To bring it full circle, 10 years after we worked together at Creative Nonfiction, I found myself lost and unfocused in the middle of a memoir I was writing. I was in need of someone who could look at my work objectively who understood the challenges inherent in writing painful and difficult-to-entangle personal stories, and I knew exactly who I could reach out to. It was the writer who I had published early in her career whose work I so very much admired and respected: Meredith Hall.
—Lee Gutkind, co-founder of Creative Nonfiction magazine
Even now I talk too much and too loud, claiming ground, afraid that I will disappear from this life, too, from this time of being mother and teacher and friend. That It—everything I care about, that I believe in, that defines and reassures me—will be wrenched from me again.
Family. Church. School. Community. There are not many ways you can get kicked out of those memberships. As a child in Hampton, N.H., I knew husbands who cheated on their wives. Openly. My father. I knew men and women who beat their children. We all knew them. We all knew men who were too lazy to bring in a paycheck or clean the leaves out of their yards, women who spent the day on the couch crying while the kids ran loose in the neighborhood. We knew who drank at the Meadowbrook after work each day and drove home to burn Spaghetti-Os on the stove for the children. We even knew a witch. We called her Goody Welsh, as if her magic had kept her alive since the Salem days. But this was 1966. All these people were tolerated. More than tolerated; they were the Community. The teachers and ministers’ wives and football players and drugstore owners. They lived next to me on Leavitt Road and Mill Road and High Street. They smiled hello when I rode my bike past their clean or dirty yards, their sunny or shuttered houses.
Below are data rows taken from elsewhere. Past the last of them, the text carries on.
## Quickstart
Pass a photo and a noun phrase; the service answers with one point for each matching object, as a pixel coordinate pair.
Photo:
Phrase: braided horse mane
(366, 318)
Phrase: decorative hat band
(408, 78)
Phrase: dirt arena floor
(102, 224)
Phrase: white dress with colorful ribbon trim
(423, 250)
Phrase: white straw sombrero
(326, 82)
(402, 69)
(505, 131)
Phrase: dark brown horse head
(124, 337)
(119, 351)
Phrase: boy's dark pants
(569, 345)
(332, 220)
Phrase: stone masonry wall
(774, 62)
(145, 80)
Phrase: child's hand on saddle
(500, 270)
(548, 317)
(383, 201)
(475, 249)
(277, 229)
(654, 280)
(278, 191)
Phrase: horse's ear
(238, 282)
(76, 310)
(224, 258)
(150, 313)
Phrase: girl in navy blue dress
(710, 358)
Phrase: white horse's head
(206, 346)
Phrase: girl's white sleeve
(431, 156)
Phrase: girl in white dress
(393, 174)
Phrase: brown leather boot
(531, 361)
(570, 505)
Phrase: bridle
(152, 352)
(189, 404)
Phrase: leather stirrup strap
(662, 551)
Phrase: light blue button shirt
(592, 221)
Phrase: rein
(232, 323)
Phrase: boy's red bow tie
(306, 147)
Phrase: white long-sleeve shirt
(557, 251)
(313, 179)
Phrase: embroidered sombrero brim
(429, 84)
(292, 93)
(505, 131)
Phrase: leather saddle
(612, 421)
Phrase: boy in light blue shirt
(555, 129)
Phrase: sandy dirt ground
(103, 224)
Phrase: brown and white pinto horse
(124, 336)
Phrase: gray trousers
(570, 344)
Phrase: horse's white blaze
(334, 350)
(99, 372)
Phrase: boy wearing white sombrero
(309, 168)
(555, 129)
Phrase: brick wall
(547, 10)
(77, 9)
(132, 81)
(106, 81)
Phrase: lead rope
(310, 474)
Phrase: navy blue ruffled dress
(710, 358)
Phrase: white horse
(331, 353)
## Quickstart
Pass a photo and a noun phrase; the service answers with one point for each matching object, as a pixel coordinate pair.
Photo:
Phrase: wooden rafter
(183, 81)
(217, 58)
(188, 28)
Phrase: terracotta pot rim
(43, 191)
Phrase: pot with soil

Then I got pregnant. I was 16. Family, church, school—each, which had embraced me as a child—turned its back. Shunning is supposed to keep bad things from happening in a community. But it doesn’t correct the life gone wrong. It can only expose the transgression to a very raw light, use it as a measure, a warning to others that says, “See? That didn’t happen in our home. Because we are Good. We’re better than that.” The price I paid seems still to be extreme. But I bet it was a while again before any girl in Hampton let herself be fucked in the gritty sand by a boy from away who said love.